12.清算出来ない過去があるなら
中嗣がこうして華月を抱いて歩いたのは、おそらくは自分のためだ。
内側に巻き起こった嵐を鎮める方法が、この男には他にない。
されどもそれは、華月にも同じ効果を与えていた。
抱き着いて、顔を隠したまま、華月は小さな声でそっと中嗣に語る。
「あのね、中嗣。私は――」
ところが中嗣は華月の言葉を遮るのだ。
それも自嘲気味に笑いながら。
顔が見えない状態にあったことを、心底良かったと思っていることだろう。
「諦めろと言われても、それは無理だよ」
「どうしたら聞いてくれるの?」
「話ならばいくらも聞くが。それはまた帰ってからゆっくりと語り合わないか?」
「もう恥ずかしい」
耳をくすぐる甘えた声。
ぎゅっと抱き着く仕草。
そして伝わる体温。
中嗣はこのまま駆け出して、愛しい娘をどこか遠くへと攫ってしまいたかった。誰も知らない、二人だけの場所に連れ込んで、二度と出ぬようにしてしまいたい。
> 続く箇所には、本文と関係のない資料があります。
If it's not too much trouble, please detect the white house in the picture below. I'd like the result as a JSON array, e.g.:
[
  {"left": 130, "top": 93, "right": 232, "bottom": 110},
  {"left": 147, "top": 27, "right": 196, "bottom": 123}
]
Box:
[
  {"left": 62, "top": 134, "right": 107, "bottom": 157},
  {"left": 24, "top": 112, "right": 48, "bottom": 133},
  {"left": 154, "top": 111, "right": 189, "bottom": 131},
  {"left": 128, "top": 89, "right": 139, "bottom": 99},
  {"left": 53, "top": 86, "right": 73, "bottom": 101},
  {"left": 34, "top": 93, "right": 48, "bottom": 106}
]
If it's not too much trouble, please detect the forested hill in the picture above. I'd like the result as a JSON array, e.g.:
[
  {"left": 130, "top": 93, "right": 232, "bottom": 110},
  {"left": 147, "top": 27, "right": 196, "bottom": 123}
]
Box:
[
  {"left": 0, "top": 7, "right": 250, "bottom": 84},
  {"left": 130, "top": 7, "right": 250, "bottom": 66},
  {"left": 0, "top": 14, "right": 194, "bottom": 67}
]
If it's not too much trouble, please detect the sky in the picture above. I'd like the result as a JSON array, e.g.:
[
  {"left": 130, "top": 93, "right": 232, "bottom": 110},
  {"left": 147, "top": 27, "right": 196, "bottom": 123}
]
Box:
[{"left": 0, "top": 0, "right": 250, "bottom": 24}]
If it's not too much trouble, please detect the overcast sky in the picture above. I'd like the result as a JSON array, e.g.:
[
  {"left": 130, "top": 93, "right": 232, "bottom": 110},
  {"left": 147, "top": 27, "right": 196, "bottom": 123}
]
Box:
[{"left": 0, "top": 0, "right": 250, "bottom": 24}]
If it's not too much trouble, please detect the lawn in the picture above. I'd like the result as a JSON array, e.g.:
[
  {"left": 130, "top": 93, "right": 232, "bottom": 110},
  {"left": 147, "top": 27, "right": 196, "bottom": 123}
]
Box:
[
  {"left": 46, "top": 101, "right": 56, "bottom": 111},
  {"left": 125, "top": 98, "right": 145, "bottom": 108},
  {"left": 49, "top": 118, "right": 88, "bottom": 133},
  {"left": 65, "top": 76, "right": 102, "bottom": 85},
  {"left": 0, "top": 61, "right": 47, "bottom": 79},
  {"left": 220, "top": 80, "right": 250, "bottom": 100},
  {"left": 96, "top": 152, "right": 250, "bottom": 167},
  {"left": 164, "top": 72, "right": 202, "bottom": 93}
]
そんな熱い想いを抱えれば、内側に轟轟と唸りを上げていた感情も鎮まりゆくというもので。
「この件で君に問いたいことがあってね」
華月は体を強張らせたが、すぐに力を抜くことになった。
中嗣のそれが、想定していた問いではなかったからだ。
「玉翠の娘になれて、どうして私の妻になれない?」
「それは……」
「官だからと言うなら、私は官だからこそ君を妻に出来ると返すことになるよ」
「それは狡いよ」
「あぁ。狡猾でなんとも厭らしく、その上に確実な方法だね」
「中嗣はそんなことしないよ。優しいもの」
「するつもりはないが、そうしてしまいたいほどに、君を想っている」
「それはもう辞めて」
中嗣が華月を困らせる言葉を重ねていれば、南大橋まではあっという間に辿り着いた。
橋を渡れば、左手にはすぐ花街だが、中嗣は当然これを渡らずに、大通りから細道へと抜けて瑠璃川西岸側の河原へと足を踏み入れた。
穏やかな川の流れが、あるいは空を流れるゆるりとした雲の塊が、合わせて言葉を攫うにちょうどいい川音が、二人の気を楽にしているのではないか。
双方、心の内に乱れがあるようにはとても感じられない、悩みのないすっきりとした顔を見せていた。
中嗣は比較的平らな場所で華月を下ろすと、離れたくないのか、すぐに華月の手を取る。
二人は自然、横並びに歩き出した。目的地があるわけでもないので、とてもゆったりとした歩みで写本屋に近付く北側へと向かう。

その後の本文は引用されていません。